May you rest in peace, Aunt Luan...


            I lost my dearest Aunt Luan yesterday, she was sick for almost 2 months, cannot eat and drink. Never thought she’ll be leaving us, we always said that in future, we’ll buy two detached house, she stay on one side, we stay at the next, we’ll never separate again. What a beautiful dream, but this is the dream that never come true anymore. Life is cruel toward me. Year 2007, my father is taken away from me. I cried until my head aches like my brain was going to explode in my head. Tears rolled down and down, endless pain in my little heart. Year 2008, my grandmother passed away too. She was the bridge that connected us to our relatives. It’s like an earthquake ruining the bridge, in instant, we have nobody on our side. NOT A SINGLE ONE. Year 2011, the people that cared for us the most, the only one who will help us no matter how tough our money crisis, the one that always give us support, was taken away from our side again. It’s just like a curse on us, the person that we cared the most, the one that help us the most, will eventually left us.

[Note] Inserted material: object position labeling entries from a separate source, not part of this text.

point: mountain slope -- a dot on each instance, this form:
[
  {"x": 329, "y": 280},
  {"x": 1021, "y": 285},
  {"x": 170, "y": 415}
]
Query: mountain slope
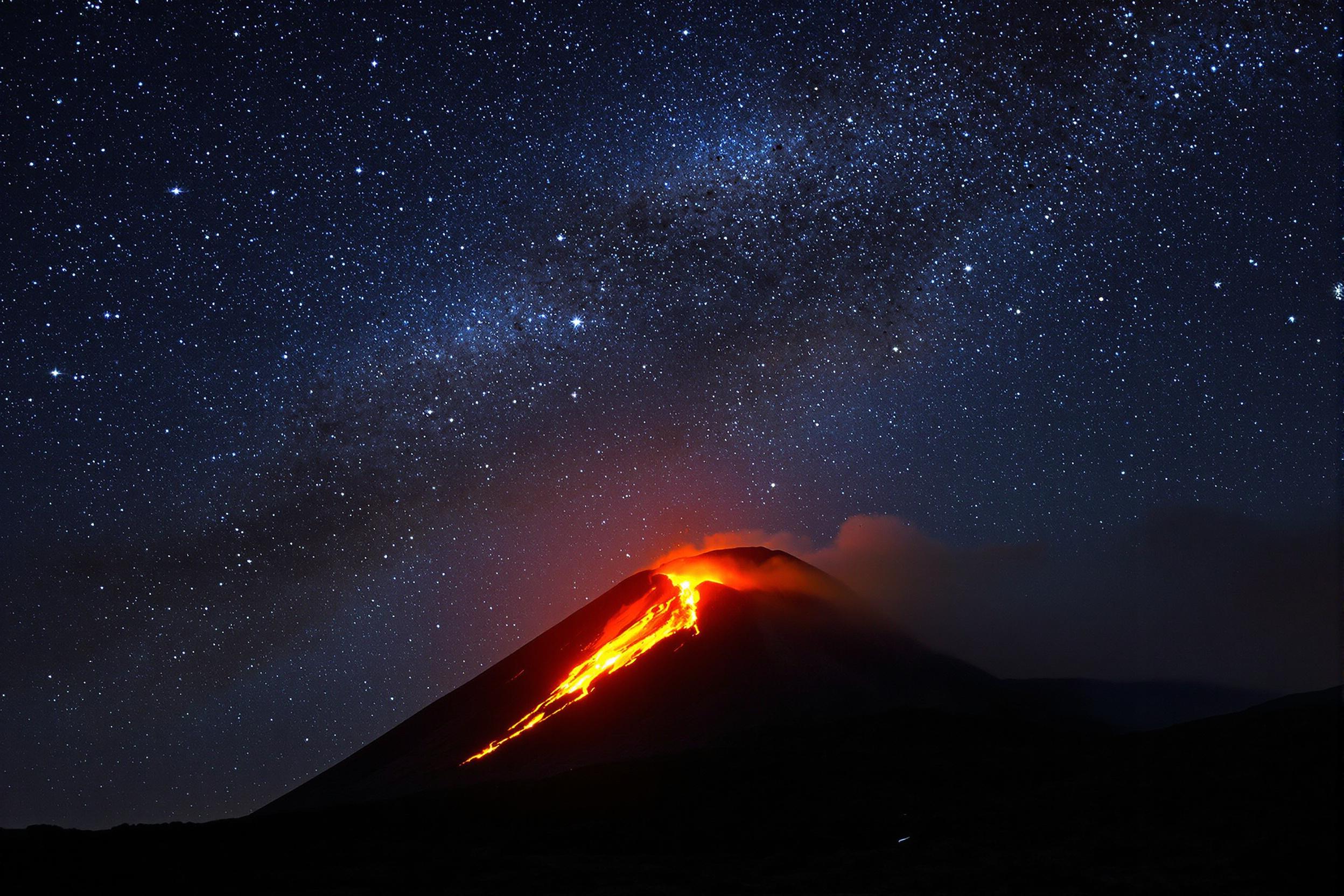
[{"x": 776, "y": 641}]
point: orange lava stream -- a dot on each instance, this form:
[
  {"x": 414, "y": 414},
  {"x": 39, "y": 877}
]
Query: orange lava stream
[{"x": 660, "y": 621}]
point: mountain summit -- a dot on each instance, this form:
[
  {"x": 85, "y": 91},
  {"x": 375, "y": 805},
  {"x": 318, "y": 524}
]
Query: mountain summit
[{"x": 670, "y": 659}]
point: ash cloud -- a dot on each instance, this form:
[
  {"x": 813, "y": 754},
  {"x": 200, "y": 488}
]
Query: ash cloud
[{"x": 1188, "y": 593}]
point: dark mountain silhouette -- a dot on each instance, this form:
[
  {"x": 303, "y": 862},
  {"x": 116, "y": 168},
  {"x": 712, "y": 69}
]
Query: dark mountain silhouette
[
  {"x": 797, "y": 743},
  {"x": 779, "y": 642},
  {"x": 908, "y": 801}
]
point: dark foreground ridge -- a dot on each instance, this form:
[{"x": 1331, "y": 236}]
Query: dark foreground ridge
[
  {"x": 913, "y": 801},
  {"x": 796, "y": 745}
]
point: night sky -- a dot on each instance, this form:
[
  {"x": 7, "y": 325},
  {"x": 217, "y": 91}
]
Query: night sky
[{"x": 346, "y": 347}]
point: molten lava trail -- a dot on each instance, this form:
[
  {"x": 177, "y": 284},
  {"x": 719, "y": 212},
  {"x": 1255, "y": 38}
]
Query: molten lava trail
[{"x": 660, "y": 621}]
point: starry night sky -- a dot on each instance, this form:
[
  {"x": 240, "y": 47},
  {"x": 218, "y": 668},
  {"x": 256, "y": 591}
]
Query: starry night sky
[{"x": 346, "y": 347}]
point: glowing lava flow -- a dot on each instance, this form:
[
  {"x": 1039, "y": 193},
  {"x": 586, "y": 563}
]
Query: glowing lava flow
[{"x": 660, "y": 621}]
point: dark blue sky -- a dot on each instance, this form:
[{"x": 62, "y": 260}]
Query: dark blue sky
[{"x": 347, "y": 347}]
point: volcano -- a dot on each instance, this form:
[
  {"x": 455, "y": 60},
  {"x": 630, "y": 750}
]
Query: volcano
[{"x": 671, "y": 659}]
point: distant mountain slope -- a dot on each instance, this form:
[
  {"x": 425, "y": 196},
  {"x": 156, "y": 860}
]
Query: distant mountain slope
[
  {"x": 776, "y": 642},
  {"x": 1133, "y": 705}
]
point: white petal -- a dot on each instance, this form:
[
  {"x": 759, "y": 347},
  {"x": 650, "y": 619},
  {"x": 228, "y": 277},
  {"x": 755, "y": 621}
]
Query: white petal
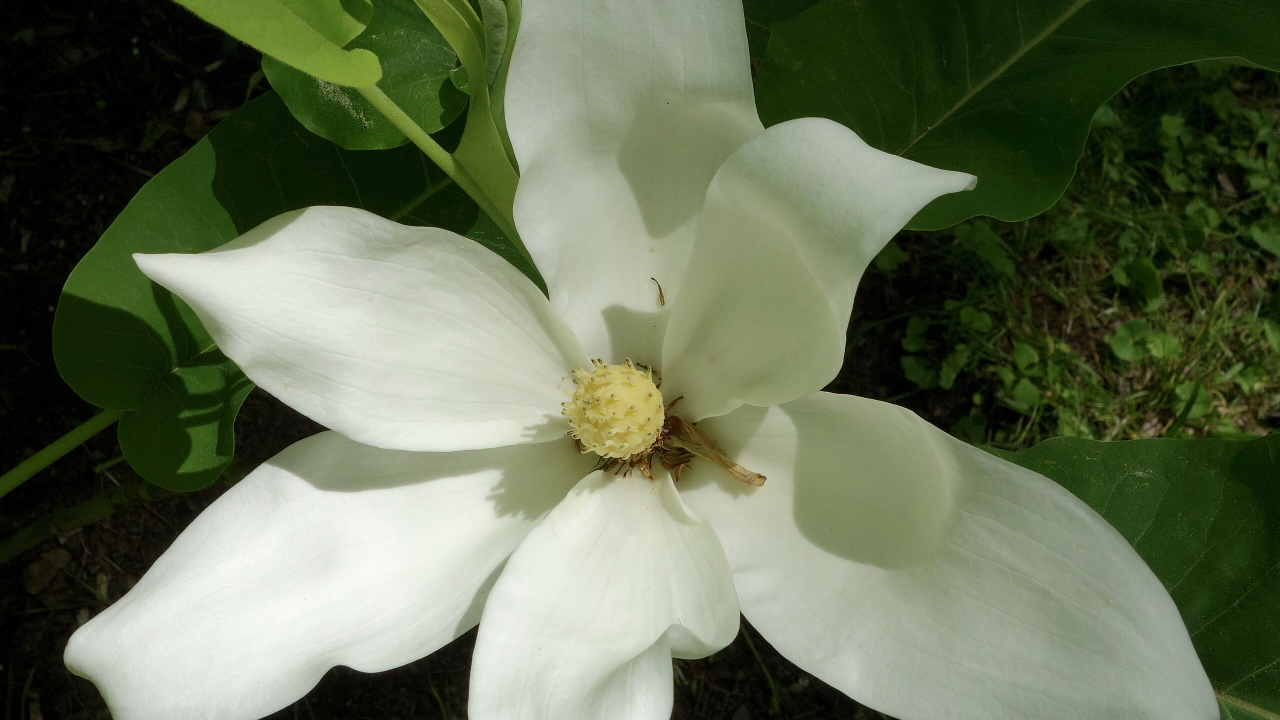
[
  {"x": 330, "y": 554},
  {"x": 1008, "y": 598},
  {"x": 790, "y": 223},
  {"x": 620, "y": 112},
  {"x": 398, "y": 337},
  {"x": 590, "y": 609}
]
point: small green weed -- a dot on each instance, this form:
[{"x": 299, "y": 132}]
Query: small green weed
[{"x": 1144, "y": 302}]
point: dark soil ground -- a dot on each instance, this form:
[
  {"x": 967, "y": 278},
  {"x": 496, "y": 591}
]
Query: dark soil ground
[{"x": 94, "y": 100}]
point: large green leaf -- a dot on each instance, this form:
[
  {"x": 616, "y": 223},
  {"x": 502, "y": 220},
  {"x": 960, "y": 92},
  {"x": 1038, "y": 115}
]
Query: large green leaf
[
  {"x": 416, "y": 63},
  {"x": 305, "y": 33},
  {"x": 1205, "y": 514},
  {"x": 124, "y": 343},
  {"x": 1000, "y": 89}
]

            I was scared, scared the people around me will left me again. There’s no one left to take family photo with me when I’m graduating, and I don’t want to take any family photo anymore. The people in our family photo are getting lesser and lesser. Now, I’m afraid that my mother or my sisters will be taken away from me. PLEASE DON’T DO THIS TO ME. I’m praying hard now. I would rather die than suffer the same heart throbbing feeling again. I want to own a time machine, where I can go back to the past and everyone was there for me. A perfect family. I will hug and tell them how much I love them, and I swear I’ll appreciate them more than anything in my life.
            To the one who is reading my blog, please appreciate your loved one no matter how they treat you, BELIEVE me, you’ll regret for the rest of your life if you don’t. Get away from the PC screen now and tell your parents three words, I LOVE YOU.